Walter Kempowski, Peter Mayle
Familie im Norden
Wie das deutsche Bürgertum zu dem geworden ist, was wir heute kennen, lässt sich wunderbar in Walter Kempowskis Familienaufzeichnungen nachlesen. Hervorragend geht das in seinem Buch Schöne Aussicht , der Geschichte des jungen Ehepaars Grethe und Karl Kempowski, den Eltern des Autors. Es sind die 1920er Jahre und die einsetzende Nazi-Zeit, intensive Phasen deutscher Geschichte, die der Leser anhand der anekdotischen Erzählfragmente über die Familie Kempowski in Rostock begleitet. Das Buch beschreibt das Leben des Ehepaars, ihre Freunde und Verwandten, die Arbeit, das Aufwachsen der drei Kinder. Das Gesellschaftsleben dieser Zeit befindet sich in einer Art unsicheren Zwischenwelt, man weiß nicht genau, was richtig ist und was falsch. Vieles aus der jüngeren Vergangenheit ragt anfangs noch in den Alltag hinein, besonders der Erste Weltkrieg und die Kaiserzeit. Die Kempowskis bewegen sich zwischen einer verklemmten Engstirnigkeit und gleichzeitig großzügigen Offenheit. Vieles von dem, was sie in den zwanziger und dreißiger Jahren mit ihren Freunden und Verwandten diskutieren, mutet uns heute manchmal naiv und befremdlich an, auch chauvinistisch. Einer der Gründe, dieses Buch zu lesen, sind die vielschichtigen Persönlichkeiten, die es präsentiert. Es sei zur Lektüre empfohlen. (Steffen Richter, Redakteur Politik)
Walter Kempowski: "Schöne Aussicht", Berliner Taschenbuch Verlag, Berlin 1997, 544 S., 11 €
Ein Buch für Merkel
Mein Jahr in der Provence steht griffbereit im Regal. Man kann es immer wieder lesen. Was der Engländer Peter Mayle über seine Ankunft in den von Lavendel gesäumten Bergen des Luberon schreibt, verstärkt das schöne Gefühl, im Urlaub zu sein. Die Story ist simpel, seinen Leser aber macht Mayle süchtig. Einem ersten Wahrhaftigkeitstest unterzog ich das Buch auf der Couch eines Landhauses in Südfrankreich. Tagsüber las ich von Ramon, dem Gipser und Didier, dem Maurer, abends konnten wir Mayles Welt mit den echten Franzosen vergleichen: auf einem Sommerfest im nahen Dorf bei Wein und Entenbrust.
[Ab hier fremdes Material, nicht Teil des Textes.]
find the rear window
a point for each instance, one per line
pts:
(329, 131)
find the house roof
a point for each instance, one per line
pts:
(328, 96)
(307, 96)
Am besten ist die Stelle, als Didier mit ein paar Kollegen einen zentnerschweren Steintisch durch die Tür eines Hauses hievt. In einer solchen Situation sei jeder Franzose ein Experte, schreibt Mayle und zeigt, was wahre Führung ist: "Didier wartete, bis alle ausgeredet hatten und befahl dann, was zu tun sei." Die Bundeskanzlerin sollte dieses Buch lesen. (Tilman Steffen, Nachrichtenredakteur)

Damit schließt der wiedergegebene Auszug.